Lower extremity muscle strength should be performed with hip flexion, knee extension, ankle dorsiflexion, big toe extension, and ankle plantarflexion to evaluate the L2-S1 myotomes. Light touch sensory examination should be performed throughout the L2-S1 lower extremity dermatomes. Patellar (L4) and Achilles (S1) reflexes should be elicited. Straight leg raise testing is then performed with the patient in a supine position. The examiner gently raises the patient's leg by flexing the hip with the knee in extension, with dorsiflexion as an added maneuver for test sensitivity. The test is considered positive, with pain elicited by hip flexion at an angle lower than 45 degrees, with pain typically reported as shooting down the leg.[17] 

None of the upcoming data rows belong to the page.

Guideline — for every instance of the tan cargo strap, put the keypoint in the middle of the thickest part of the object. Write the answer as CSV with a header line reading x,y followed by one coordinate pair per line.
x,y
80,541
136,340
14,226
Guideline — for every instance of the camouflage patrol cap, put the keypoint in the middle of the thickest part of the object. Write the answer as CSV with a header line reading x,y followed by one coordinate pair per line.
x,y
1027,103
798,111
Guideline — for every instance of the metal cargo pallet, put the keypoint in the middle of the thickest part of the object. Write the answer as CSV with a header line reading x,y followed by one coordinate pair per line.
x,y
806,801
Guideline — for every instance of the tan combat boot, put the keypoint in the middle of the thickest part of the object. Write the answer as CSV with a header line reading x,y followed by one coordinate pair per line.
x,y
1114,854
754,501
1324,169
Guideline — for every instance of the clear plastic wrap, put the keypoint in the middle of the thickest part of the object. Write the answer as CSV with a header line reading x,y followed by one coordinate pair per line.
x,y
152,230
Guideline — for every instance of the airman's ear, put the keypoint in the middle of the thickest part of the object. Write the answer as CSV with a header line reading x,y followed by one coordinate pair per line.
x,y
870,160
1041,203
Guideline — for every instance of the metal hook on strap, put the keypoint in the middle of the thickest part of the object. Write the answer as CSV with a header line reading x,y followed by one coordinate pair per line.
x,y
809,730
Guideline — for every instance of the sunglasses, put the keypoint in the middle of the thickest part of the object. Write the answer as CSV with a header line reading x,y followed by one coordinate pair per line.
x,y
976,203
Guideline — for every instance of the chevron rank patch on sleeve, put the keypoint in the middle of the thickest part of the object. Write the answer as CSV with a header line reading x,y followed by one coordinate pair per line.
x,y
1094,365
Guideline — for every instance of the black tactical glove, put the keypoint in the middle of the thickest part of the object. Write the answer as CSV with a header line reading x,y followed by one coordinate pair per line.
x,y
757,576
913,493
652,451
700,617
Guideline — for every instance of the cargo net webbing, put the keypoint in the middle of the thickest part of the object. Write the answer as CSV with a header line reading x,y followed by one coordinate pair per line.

A positive straight leg raise test may be useful in the workup of lumbar facetogenic pain, as a positive test may be more indicative of radiculopathy with disc herniation rather than facet dysfunction. While in the supine position, hip flexion, abduction, and external rotation (FABERE) can be performed. This positioning stresses the sacroiliac joint and, if positive, can point away from facetogenic etiology of back pain. Hip flexion, adduction, and internal rotation (FADIR) may also be performed, which indicates intraarticular hip pathology rather than lumbar facet joint pain. 

Evaluation

The physical examination can be useful in ruling out other causes of chronic low back pain; however, studies have shown that physical exam is relatively nonspecific. Degenerative changes in the facet joints can be visualized in radiologic studies. Initial radiographic assessment of a patient presenting with lumbar facet-medicated pain includes AP, lateral, and oblique views.[18] Oblique radiographs are considered the best view for assessment of lumbar facet joints because of their oblique position, which generates a "Scottie dog" view. CT scan improves the anatomic evaluation of the facet joints and is thus the preferred method for imaging facet joint osteoarthritis.[19] Facet joint degeneration is characterized by joint space narrowing, sclerosis, subchondral erosions, cartilaginous thinning, joint capsule calcification, hypertrophy of articular processes, and the ligamentum flavum leading to impingement of the foramina and osteophytes. In patients with chronic low back pain, degenerative changes on CT scans are cited to range from 40% to 85%.[20] 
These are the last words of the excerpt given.